Another way to look at it is that a full-length book should be at least 250 pages or 75,000 words. If you want to do it in six months, you'll need to write an average 12,500 words a month, or 2,900 per week. That should tell you exactly what you need to do if you want to stick to your original timeline. Perhaps even more important, if you finish the week with 2,900 words under your belt, you'll know you're on course, and you can celebrate that small success.

3. Tell someone.

Yup, you're activating the shame factor. If you've decided to swear off ice cream, having your family and workmates know your plan will make it easier to stick to it--and more embarrassing if you grab that pint of Ben & Jerry's.
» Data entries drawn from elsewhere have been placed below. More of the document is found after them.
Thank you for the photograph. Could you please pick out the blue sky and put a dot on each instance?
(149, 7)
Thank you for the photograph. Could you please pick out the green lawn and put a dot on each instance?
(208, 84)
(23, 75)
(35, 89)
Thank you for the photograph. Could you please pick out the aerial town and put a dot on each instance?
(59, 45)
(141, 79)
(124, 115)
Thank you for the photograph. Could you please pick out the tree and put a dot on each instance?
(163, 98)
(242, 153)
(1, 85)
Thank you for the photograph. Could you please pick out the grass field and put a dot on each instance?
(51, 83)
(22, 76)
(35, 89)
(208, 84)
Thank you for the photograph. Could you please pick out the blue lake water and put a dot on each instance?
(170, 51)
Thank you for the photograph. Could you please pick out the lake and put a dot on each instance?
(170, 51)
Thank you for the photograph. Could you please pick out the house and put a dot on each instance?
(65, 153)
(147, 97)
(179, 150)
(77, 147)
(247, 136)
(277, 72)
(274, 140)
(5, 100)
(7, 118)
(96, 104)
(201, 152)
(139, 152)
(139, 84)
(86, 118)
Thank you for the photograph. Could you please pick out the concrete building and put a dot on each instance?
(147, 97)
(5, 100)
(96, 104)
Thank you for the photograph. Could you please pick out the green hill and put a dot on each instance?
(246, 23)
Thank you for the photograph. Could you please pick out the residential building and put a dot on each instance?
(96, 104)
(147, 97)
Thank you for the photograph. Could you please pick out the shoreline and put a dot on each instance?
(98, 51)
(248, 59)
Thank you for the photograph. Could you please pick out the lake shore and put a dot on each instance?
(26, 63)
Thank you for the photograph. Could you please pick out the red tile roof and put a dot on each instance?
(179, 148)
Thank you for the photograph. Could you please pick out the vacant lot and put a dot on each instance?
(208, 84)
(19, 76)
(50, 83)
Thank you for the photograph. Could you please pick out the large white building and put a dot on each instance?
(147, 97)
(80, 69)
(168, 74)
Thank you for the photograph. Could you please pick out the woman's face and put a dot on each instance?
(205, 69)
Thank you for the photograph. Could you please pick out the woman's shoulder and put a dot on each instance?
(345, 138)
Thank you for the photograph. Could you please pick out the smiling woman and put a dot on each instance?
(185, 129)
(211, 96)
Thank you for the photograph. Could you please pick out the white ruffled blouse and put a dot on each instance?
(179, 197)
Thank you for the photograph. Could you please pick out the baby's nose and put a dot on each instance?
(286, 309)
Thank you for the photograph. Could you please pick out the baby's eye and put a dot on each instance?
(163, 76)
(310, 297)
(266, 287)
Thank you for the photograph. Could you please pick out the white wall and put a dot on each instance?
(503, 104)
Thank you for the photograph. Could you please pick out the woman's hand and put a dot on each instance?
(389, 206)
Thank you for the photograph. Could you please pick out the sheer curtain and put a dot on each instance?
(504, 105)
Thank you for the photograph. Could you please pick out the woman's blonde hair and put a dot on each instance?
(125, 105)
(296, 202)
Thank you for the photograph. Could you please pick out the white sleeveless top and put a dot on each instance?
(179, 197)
But there's another important reason for sharing your goals: They might fit in with someone else's. If, say, you plan to learn better social media skills, perhaps someone else's goal is to improve social media throughout your company or department. You might work together to pick courses, books, or speakers that can help both you and your co-workers learn what you need to know.

4. Embrace change.

"When you set ambitious goals, they don't always go as planned. Life happens. Be OK with backing down if it's damaging to other areas of your life," Duggan advises.

Some goals may prove to be too ambitious and should be replaced with more reasonable ones, like training for a 10K as opposed to a half-marathon. Other goals may become irrelevant as circumstances change around you. Either way, you should always be willing to revisit your goals and adjust or replace them as warranted. This is very different from simply giving up on them.

5. Use metrics.

It's hard to change what you can't measure--you never know whether you're making progress or not. So, Duggan says, "Find a way to incorporate measurable milestones. Even a goal like 'spending more time with your family' can become measurable by assigning yourself tasks such as 'playing board games with the kids twice per week.'" (Here's a look at how small businesses can use metrics most effectively.)

Once you figure out what the right metrics are to measure your achievement, you can set daily or weekly goals and check yourself against them, making adjustments as necessary.

This will not only help you see if you're making progress, it will also keep you motivated, even when you manage only small steps. And staying motivated is essential. That's what will give you the best chance of keeping your resolutions for the long term.